The standard math functions are typically somewhat slow, because they have to handle all the possible special cases, so using direct approximations (that ignore corner cases that are irrelevant for audio) is usually faster. Additionally, you can typically get large speedups by processing using SIMD.
Linear interpolation for fractional delays is unbeatable for speed and simplicity but has the known drawback of filtering high frequencies depending on fr (fr=delay_time_real - (int)delay_time_real). When fr=0 there is no filtering, while at 0.5 there is max filtering and Nyquist is gone - for obvious reasons.
Many authors suggest using better solutions like an all-pass filter or even sinc interpolation, which are still expensive and complex.
While sinc-interpolation is more expensive, it also has a problem with feedback loops in the sense that the (unavoidable) latency puts a limit on the minimum delay length (eg. if you have 16 samples of latency, then you can't have a loop shorter than 16 samples, because that would require negative delay). One can reduce this problem by oversampling, but then it gets even more expensive. I would usually suggest "cubic-interpolation" (ie. Catmull-Rom hermite splines; Wikipedia has the math you need) as the next step up from linear. This requires 4 points (rather than 2, the "latency" is only 1 extra sample though, so not really a problem in most cases) and slightly more computation, but the results are also much better.
After plain linear interpolation i.e sample=buffer[n]*(1-fr) + buffer[n+1]*fr,
a simple comb filter centered at Nyquist (i.e with delay=1 sample) and negative feedback factor b=-fr' ^2 is applied, where fr' is computed as follows:
Filters with single-sample delays are not normally called "comb filters" (ie. the "comb" name comes from the shape of the response you get when you have a longer delay, since it has "comb-like" spikes at regular intervals) but rather just "filters" and this is really just an example of post-equalisation. This is a valid approach for (approximately) flattening the spectrum, but it will also boost the interpolation artefacts. Additionally using slightly better interpolation (eg. cubic) might actually be cheaper. There are many possible solutions though.

elena2
KVRer
14 posts since 7 Jun, 2018
Yep I know it doesn' t look like a comb anymore but it is still basically one if you use a delay longer than one sample.
Anyway my trick is performing really well by now, pitch is reproduced with perfect continuity and I am not noticing or hearing any artifacts... if that eventually turns out the case I will try with cubic interpolation, I have my personal spline formulation with 4 points indeed which I have always been using for sample playing purposes

signalsmith
KVRer
18 posts since 5 Jul, 2018 from Cambridge, UK
elena2 wrote:
Thu Feb 13, 2020 12:28 pm
After plain linear interpolation i.e sample=buffer[n]*(1-fr) + buffer[n+1]*fr,
a simple comb filter centered at Nyquist (i.e with delay=1 sample) and negative feedback factor b=-fr' ^2 is applied, where fr' is computed as follows:
fr'=2*fr;
if(fr' >1) fr'=2-fr';
so a comb filter like this:
y[t]=x[t] -fr'^2 * (y[t-1]-x[t])
which has the effect of compensating perfectly the hf damping centered at Nyquist of the linear interpolation in function of fr.
So, the concept of combining an FIR filter (the linear interpolation) with an "opposite" feedback filter is very similar to the construction of an all-pass filter. This is definitely useful for inter-sample interpolation: https://ccrma.stanford.edu/~jos/pasp/Fi ... ation.html

There are a few issues I can see with your proposed equations: firstly, it looks like your filter is unstable at fr=0.5.

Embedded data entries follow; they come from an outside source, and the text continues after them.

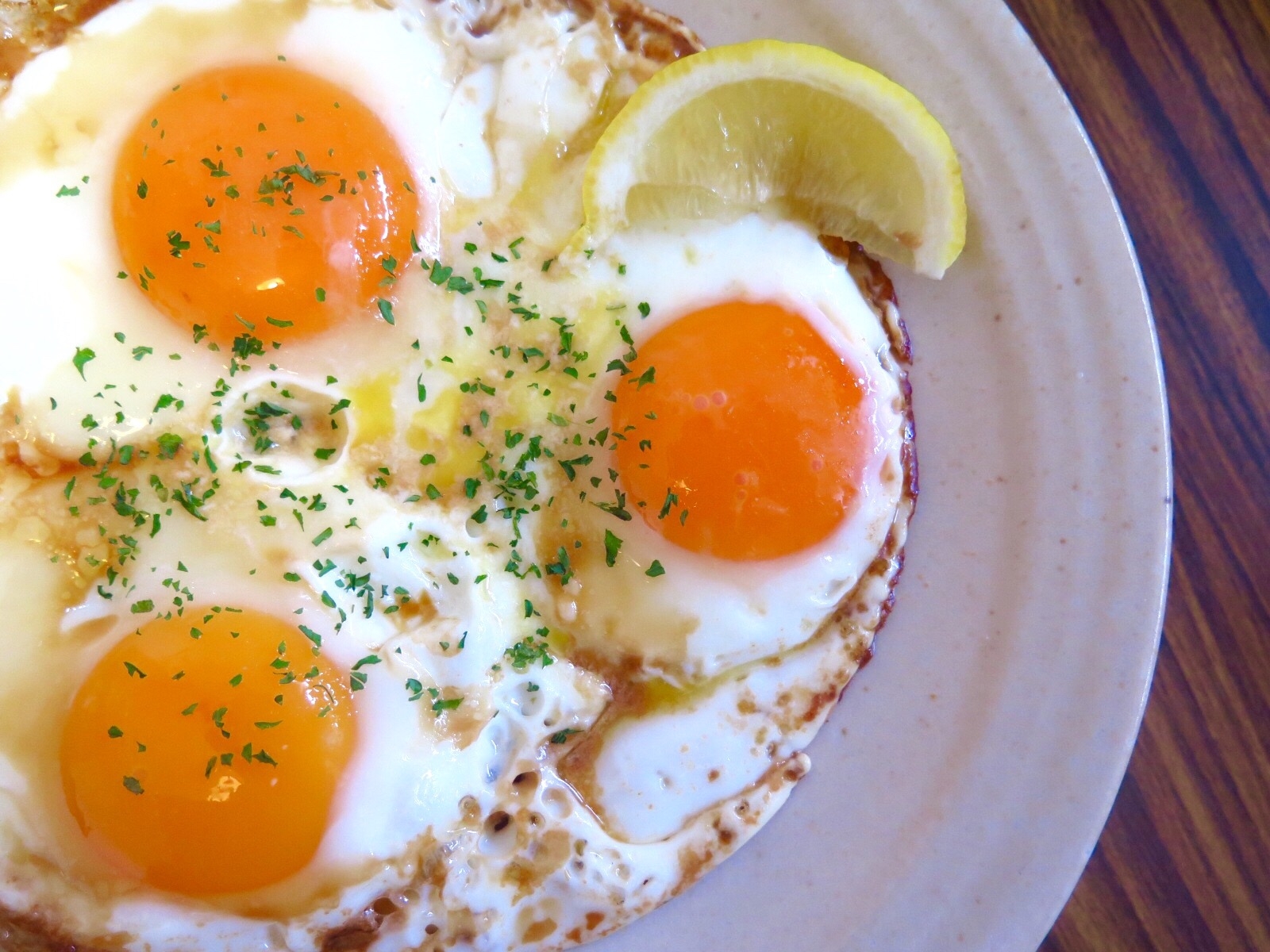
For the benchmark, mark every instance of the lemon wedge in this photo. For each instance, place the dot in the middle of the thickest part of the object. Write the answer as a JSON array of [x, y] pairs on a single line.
[[787, 127]]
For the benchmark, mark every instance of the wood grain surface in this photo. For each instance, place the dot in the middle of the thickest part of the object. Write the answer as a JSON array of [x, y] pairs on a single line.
[[1176, 98]]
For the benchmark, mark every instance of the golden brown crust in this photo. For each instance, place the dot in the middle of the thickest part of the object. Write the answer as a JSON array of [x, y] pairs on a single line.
[[29, 29]]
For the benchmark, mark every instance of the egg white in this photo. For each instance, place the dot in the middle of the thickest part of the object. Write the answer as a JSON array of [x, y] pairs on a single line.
[[457, 825]]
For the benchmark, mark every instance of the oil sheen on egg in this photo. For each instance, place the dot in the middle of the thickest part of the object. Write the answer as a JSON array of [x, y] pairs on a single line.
[[372, 584]]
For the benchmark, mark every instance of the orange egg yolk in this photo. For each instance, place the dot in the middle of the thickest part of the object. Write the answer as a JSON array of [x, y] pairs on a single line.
[[202, 753], [264, 200], [743, 435]]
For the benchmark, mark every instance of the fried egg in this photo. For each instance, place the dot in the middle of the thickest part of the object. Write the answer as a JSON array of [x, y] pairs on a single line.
[[380, 578]]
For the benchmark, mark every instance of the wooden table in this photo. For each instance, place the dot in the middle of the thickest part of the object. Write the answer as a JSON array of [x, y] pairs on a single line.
[[1176, 97]]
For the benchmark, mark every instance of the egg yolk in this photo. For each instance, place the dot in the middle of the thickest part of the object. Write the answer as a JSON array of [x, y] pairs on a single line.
[[202, 753], [264, 200], [742, 433]]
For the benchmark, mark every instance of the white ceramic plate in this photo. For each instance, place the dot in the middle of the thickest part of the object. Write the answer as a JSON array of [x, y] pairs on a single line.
[[960, 786]]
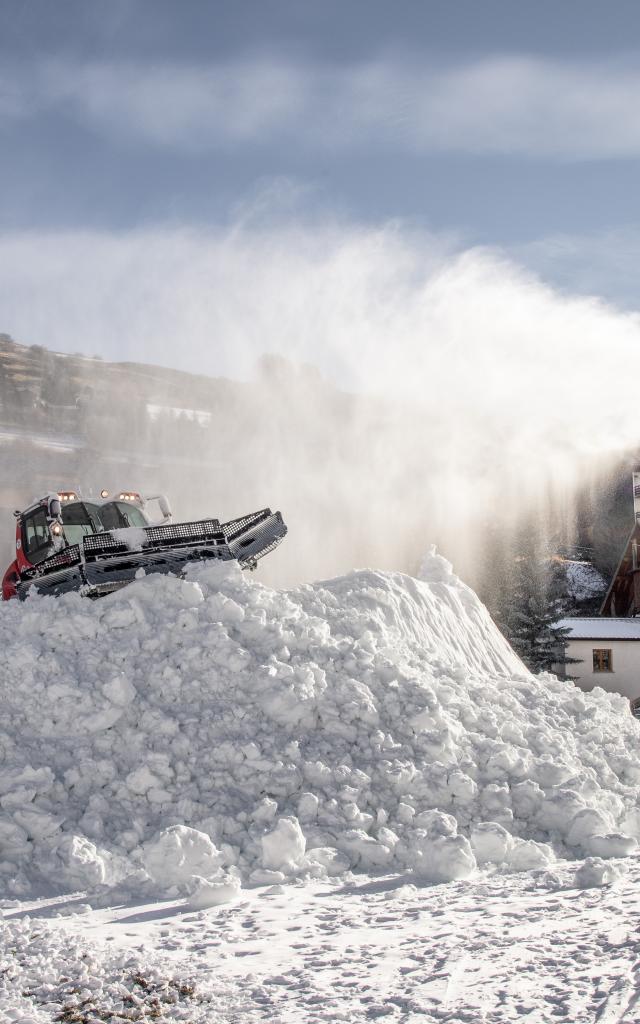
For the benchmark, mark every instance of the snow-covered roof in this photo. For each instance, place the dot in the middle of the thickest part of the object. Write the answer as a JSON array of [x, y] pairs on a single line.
[[602, 628]]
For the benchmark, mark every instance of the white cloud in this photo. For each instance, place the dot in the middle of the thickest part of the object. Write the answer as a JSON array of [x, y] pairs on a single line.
[[505, 104]]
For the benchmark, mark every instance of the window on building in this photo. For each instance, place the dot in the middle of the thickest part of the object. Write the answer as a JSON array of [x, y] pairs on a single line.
[[602, 660]]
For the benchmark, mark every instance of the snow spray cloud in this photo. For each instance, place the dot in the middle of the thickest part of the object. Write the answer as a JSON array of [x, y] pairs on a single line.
[[454, 387]]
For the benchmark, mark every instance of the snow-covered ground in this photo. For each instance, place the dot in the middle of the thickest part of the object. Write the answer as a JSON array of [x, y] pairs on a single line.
[[529, 946], [220, 802]]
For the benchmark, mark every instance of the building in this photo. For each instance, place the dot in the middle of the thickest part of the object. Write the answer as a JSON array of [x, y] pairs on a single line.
[[607, 650]]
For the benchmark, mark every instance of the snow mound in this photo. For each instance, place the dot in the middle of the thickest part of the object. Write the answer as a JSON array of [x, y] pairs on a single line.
[[183, 736]]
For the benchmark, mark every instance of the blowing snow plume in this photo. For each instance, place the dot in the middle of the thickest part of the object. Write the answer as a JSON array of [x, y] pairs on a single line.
[[453, 389]]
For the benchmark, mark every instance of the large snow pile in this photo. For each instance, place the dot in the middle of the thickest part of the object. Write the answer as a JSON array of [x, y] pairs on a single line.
[[193, 735]]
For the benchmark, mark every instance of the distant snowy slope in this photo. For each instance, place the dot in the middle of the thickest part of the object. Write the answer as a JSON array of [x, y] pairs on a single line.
[[195, 735]]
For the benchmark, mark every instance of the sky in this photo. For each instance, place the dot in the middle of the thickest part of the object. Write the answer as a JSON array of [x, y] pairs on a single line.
[[137, 129]]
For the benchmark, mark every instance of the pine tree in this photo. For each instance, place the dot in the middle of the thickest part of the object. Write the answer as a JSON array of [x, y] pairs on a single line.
[[535, 599]]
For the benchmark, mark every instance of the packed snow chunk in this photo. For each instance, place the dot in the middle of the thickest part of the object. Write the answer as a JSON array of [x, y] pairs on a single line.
[[119, 690], [587, 823], [595, 871], [284, 847], [78, 862], [491, 843], [179, 854], [525, 855], [435, 852], [206, 893]]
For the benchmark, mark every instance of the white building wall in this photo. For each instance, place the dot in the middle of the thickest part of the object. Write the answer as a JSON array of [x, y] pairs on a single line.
[[625, 677]]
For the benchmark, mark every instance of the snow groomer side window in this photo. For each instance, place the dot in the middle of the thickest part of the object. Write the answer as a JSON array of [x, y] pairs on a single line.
[[37, 540], [602, 660]]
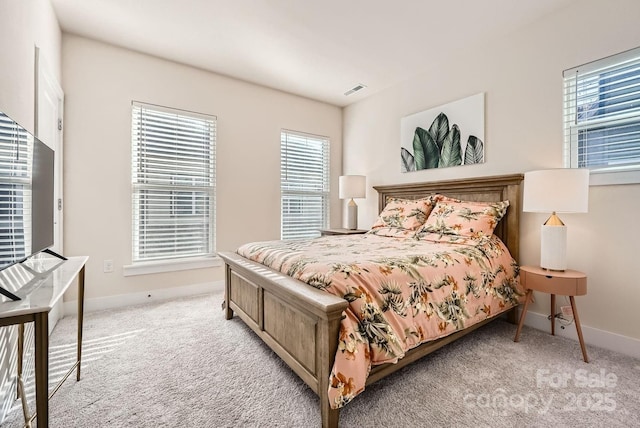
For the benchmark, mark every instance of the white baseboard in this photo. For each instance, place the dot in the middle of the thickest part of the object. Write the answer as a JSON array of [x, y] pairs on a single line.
[[122, 300], [592, 336]]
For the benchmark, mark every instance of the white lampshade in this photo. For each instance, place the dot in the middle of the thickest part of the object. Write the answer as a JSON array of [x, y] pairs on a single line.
[[551, 191], [562, 190], [352, 186]]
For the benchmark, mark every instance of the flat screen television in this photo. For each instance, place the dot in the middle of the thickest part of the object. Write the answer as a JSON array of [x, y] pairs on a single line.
[[26, 194]]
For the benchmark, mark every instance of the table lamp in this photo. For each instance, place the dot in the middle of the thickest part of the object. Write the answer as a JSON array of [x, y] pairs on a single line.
[[561, 190], [352, 186]]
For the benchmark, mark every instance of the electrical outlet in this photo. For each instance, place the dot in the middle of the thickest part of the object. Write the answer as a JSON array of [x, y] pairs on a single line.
[[108, 266], [567, 312]]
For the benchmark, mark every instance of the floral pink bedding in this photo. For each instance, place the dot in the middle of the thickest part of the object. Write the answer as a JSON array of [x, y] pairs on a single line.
[[401, 292]]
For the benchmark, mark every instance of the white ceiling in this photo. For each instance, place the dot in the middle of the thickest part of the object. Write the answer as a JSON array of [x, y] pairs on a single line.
[[314, 48]]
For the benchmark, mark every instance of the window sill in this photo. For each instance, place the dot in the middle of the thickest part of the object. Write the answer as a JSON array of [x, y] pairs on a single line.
[[146, 268], [607, 178]]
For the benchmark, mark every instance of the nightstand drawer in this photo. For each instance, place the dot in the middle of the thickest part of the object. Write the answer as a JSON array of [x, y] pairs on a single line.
[[554, 284]]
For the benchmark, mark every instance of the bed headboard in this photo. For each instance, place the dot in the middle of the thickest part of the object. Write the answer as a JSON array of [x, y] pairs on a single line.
[[480, 189]]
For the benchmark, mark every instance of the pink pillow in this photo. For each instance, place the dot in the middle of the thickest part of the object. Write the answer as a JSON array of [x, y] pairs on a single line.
[[401, 217], [464, 218]]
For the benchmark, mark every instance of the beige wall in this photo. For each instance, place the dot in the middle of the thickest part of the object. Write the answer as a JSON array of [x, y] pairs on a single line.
[[25, 24], [100, 81], [521, 76]]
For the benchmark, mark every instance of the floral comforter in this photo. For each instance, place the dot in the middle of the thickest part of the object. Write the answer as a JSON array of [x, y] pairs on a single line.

It also doesn't look (to me) like your feedback filter perfectly compensates for the linear-interpolation damping. When it comes down to it, I think you end up using fr' = (2*fr)^2 as an approximation of fr/(1 - fr) for the range 0 < fr < 0.5. So it's closer than not compensating at all, but I'd be surprised if it's exactly flat.

But also, the feedback filter is introducing its own delays! (Which will also vary by frequency, like the lowpass which was the original issue.) The construction in the first-order-allpass link above ends up splitting the delays between the two parts of the filter, and there are a few more subtleties from that as well.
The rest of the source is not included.